Antichi modi di dire: “Da falla dentro la stalla e buttàlla fòra co’ la pala!”

Eh si! Sono arrivati i tempi brutti e il freddo è intenso. Un tempo in campagna la stalla, in inverno, diventava il salotto dove si sostava al caldo generato dalle bestie. Era il posto più gradevole della casa e poco importava se ci fosse un certo odore. Ci si allungava sopra il mucchio della paglia e si faceva conversazione. Nella stalla si facevano anche piccoli lavori come intrecciare il giunco per realizzare i canestri, o affilare gli utensili.

Fin quando la temperatura era mite, i contadini per espletare i propri bisogni corporali uscivano e si accovacciavano su delle assi, distanziate e parallele, poste a sbalzo sopra lu grascià (il letamaio). Perché spiego questo e cosa c’entra col tempaccio di questi giorni? Ecco, dovete sapere che quando faceva molto freddo o c’era pioggia o neve, i contadini per fare i bisogni corporali non uscivano dalla stalla ma si accovacciavano sulla “correntina della stalla”, dietro alle bestie, per unire le loro feci a quelle delle mucche.

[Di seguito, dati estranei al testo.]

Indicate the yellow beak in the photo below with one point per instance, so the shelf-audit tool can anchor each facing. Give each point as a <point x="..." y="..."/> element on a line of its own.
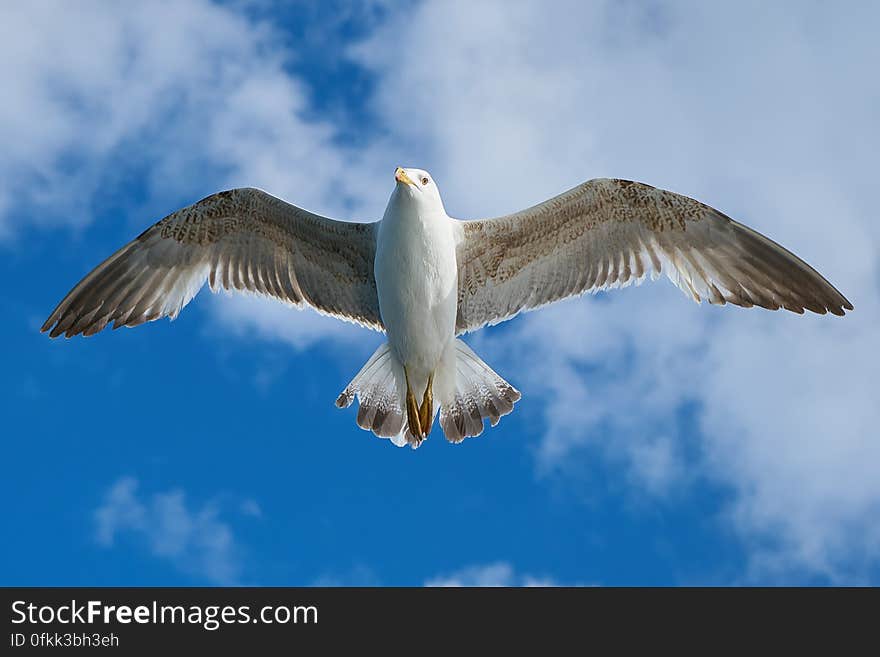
<point x="400" y="176"/>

Fatto il lavoretto coprivano tutto con la pula, presa dal letto dei buoi e occultavano la cacca. In seguito, nelle ore meno fredde, il letame veniva portato tutto insieme fino a “lu stabbià”. Da questi gesti deriva un detto famoso. Quando il contadino, al mattino, socchiudeva la finestra della “Càmbara” per vedere fuori, alla domanda della moglie “Che tempo fa?” se fuori c’era il tempaccio rispondeva: “Da falla dentro la stalla e buttàlla fòra co’ la pala”.